Tempted by the new set tariffs? Choose Smart fix In recent years, the unprecedented rise in floating home loans has prompted many borrowers to rethink their strategy in favor of home loans at fixed rates. If you are also one of those who would like to take advantage of the relatively low fixed rates, but agree with the universal view that floating rates are best over a long period of time, you can choose a special type of home loan that charges fixed interest rates for a specified period (say 3 years) and then floating rates. Some banks aptly called smart fix, this home loan scheme lets you get the best of both.
Need a bigger place to live?
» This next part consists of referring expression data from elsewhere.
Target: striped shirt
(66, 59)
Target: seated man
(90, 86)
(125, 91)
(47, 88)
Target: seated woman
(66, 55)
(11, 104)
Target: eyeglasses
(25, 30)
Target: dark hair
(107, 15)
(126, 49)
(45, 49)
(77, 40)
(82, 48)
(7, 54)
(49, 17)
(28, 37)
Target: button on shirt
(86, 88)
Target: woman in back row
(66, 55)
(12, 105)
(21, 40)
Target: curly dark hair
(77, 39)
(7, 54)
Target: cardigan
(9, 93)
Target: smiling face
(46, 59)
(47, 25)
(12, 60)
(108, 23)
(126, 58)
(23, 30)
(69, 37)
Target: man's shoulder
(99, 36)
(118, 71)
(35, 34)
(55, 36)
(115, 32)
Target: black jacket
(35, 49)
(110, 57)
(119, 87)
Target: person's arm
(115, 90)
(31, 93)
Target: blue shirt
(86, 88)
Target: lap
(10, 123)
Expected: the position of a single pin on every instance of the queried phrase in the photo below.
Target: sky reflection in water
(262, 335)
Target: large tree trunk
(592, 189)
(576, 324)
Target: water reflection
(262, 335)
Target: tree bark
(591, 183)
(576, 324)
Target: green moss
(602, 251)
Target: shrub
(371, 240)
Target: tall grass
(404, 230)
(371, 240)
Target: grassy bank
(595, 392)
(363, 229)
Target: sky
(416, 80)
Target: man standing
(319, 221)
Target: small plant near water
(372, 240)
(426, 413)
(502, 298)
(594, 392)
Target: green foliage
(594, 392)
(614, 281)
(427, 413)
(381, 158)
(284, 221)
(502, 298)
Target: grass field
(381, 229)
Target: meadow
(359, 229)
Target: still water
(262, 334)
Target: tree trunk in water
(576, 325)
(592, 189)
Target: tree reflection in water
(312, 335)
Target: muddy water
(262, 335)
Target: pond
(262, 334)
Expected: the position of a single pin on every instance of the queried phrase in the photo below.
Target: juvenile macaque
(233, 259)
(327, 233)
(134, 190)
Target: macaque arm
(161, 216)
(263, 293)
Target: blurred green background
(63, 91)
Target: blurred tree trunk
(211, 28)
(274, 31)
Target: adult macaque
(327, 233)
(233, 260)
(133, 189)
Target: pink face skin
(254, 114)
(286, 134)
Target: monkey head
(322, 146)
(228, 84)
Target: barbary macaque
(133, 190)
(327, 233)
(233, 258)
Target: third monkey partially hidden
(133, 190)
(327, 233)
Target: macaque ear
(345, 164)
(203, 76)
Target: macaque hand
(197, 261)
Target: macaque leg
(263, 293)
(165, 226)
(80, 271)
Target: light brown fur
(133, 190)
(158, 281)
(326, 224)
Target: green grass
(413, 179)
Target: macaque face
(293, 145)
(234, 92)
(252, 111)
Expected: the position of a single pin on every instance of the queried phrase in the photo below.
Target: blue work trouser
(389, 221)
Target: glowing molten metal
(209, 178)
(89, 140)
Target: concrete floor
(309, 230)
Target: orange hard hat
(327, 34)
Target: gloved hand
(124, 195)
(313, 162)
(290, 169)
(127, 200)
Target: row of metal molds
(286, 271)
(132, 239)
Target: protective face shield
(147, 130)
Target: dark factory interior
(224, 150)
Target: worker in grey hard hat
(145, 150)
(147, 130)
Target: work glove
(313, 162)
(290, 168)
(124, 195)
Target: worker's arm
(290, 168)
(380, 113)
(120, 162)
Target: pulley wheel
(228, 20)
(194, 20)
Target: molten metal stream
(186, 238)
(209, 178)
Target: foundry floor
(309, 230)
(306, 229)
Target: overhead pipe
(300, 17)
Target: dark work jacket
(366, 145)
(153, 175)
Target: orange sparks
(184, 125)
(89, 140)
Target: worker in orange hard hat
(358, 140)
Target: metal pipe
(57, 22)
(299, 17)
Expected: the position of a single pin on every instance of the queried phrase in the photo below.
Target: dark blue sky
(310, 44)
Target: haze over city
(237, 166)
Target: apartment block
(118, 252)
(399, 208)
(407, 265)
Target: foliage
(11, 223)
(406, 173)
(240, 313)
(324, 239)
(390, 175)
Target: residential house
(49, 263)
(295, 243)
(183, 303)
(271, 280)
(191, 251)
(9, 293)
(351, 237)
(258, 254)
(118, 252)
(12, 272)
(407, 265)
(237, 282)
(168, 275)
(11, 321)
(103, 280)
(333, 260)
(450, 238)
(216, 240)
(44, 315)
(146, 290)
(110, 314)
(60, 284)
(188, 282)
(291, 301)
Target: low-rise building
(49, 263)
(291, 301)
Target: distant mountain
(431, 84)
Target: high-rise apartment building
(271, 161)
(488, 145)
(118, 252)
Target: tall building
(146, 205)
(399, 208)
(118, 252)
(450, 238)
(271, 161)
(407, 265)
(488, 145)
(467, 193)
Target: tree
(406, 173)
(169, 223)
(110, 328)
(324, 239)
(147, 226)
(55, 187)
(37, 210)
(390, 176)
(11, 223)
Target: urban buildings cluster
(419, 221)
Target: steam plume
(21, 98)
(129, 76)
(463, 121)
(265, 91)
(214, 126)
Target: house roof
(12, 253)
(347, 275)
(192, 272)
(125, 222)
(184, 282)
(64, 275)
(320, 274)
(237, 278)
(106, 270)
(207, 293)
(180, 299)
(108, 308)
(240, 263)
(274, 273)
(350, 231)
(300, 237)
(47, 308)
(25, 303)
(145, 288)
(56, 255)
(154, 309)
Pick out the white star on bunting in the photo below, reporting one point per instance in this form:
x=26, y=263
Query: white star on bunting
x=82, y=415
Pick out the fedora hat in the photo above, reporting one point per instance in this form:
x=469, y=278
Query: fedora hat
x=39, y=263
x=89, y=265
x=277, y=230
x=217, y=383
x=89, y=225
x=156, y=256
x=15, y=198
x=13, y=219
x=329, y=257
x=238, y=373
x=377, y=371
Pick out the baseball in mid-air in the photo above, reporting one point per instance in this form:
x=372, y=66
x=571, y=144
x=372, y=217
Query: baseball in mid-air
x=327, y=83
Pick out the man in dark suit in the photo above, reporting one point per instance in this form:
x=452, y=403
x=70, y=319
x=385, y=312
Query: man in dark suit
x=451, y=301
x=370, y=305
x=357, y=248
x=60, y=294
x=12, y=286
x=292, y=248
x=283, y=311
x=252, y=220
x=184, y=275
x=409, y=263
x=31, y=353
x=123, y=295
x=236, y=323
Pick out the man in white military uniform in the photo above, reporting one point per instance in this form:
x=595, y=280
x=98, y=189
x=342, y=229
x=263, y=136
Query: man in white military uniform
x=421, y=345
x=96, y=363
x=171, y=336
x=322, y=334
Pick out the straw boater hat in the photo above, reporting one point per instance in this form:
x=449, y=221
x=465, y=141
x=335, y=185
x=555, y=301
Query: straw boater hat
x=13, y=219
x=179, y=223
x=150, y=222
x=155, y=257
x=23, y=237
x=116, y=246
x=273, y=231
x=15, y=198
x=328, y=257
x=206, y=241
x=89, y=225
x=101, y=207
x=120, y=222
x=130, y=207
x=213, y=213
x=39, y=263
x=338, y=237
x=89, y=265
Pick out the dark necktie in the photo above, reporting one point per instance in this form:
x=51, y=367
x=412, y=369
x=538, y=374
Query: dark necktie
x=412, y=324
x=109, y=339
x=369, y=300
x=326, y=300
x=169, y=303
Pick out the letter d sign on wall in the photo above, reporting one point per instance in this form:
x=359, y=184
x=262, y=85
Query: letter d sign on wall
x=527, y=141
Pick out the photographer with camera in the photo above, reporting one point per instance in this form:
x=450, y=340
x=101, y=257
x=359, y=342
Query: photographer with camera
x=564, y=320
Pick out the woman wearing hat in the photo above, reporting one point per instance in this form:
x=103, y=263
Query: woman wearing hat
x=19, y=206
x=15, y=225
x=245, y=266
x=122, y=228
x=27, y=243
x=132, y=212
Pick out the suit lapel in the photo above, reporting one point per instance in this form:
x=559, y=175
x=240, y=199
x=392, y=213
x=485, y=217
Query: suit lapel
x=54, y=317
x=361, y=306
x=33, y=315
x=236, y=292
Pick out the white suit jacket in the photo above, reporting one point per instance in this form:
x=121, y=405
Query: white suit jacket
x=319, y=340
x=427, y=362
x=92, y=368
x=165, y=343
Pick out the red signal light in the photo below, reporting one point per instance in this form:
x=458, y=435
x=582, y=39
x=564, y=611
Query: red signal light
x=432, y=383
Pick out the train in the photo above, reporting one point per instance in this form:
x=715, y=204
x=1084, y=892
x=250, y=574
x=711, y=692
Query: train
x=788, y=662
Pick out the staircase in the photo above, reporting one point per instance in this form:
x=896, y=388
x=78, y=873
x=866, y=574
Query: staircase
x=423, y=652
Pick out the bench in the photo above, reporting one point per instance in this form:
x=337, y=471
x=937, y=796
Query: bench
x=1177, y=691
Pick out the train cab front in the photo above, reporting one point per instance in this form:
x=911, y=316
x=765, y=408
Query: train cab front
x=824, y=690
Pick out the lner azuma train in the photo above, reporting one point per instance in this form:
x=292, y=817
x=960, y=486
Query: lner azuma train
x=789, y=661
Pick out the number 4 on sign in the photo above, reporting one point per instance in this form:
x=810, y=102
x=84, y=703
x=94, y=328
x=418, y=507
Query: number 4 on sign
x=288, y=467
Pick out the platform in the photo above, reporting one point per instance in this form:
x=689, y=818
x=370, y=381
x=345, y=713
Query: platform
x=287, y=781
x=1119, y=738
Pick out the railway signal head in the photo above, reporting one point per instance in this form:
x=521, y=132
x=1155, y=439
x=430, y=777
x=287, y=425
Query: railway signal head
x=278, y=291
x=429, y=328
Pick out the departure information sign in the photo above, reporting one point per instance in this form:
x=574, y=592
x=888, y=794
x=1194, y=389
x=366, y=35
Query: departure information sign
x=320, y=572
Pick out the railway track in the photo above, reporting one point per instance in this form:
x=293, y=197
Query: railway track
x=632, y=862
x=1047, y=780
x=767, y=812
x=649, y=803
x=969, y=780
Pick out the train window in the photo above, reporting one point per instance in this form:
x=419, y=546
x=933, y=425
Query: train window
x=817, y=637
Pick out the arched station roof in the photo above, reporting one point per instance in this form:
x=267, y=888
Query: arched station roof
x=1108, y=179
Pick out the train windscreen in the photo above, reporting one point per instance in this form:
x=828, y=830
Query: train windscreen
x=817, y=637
Go for a short-term bridging loan If you are, for any reason whatsoever, dissatisfied with your existing home and desperately want a bigger or better house but don’t want to sell your existing house before you move into the new one, a short-term bridging loan can be the perfect solution. This loan bridges the critical void and allows for an transitional funding agreement between selling your old house and purchasing the new one. After you sell the old house, you can repay these loans in easy installments or by a lump sum payment.
Can’t afford big EMIs now but can’t afford them in the future? Choose step-up repayment Off late banks and hfc’s have been waking to the reality that individual income rates are increasing as their profession advances and that increases their repayment potential over time. They have also agreed to provide what is regarded as a home loan with a step-up plan for repayment. This special home loan scheme provides the facility for lower-level fixing of the EMIs during the initial stages of home loan and increasing with tenure. Some banks also waive the initial duration of EMI ‘s principal repayment portion. And, if you’re a young adult or have spent a couple years employed in a job and can persuade your lender with a noticeable career development, the panacea could be a home loan with a step-up repayment program.
Can major EMI’s do it now but not later? Choose step-down repayment Consider a situation in which a couple in India have taken a joint home loan and one of them is set to retire within a few years. This will build a sticky scenario when it comes to repaying home loans, as one of the lenders’ repayment potential would drop upon his retirement. In such a situation, a home loan with a step-down repayment schedule can go a long way to holding problems at bay. The pair will opt to repay higher EMI’s during the initial stages of home loan, as both of them gain and when one of them withdraws, the pressure of EMI’s can be lessened such that the repayment plan stays faithfully preserved.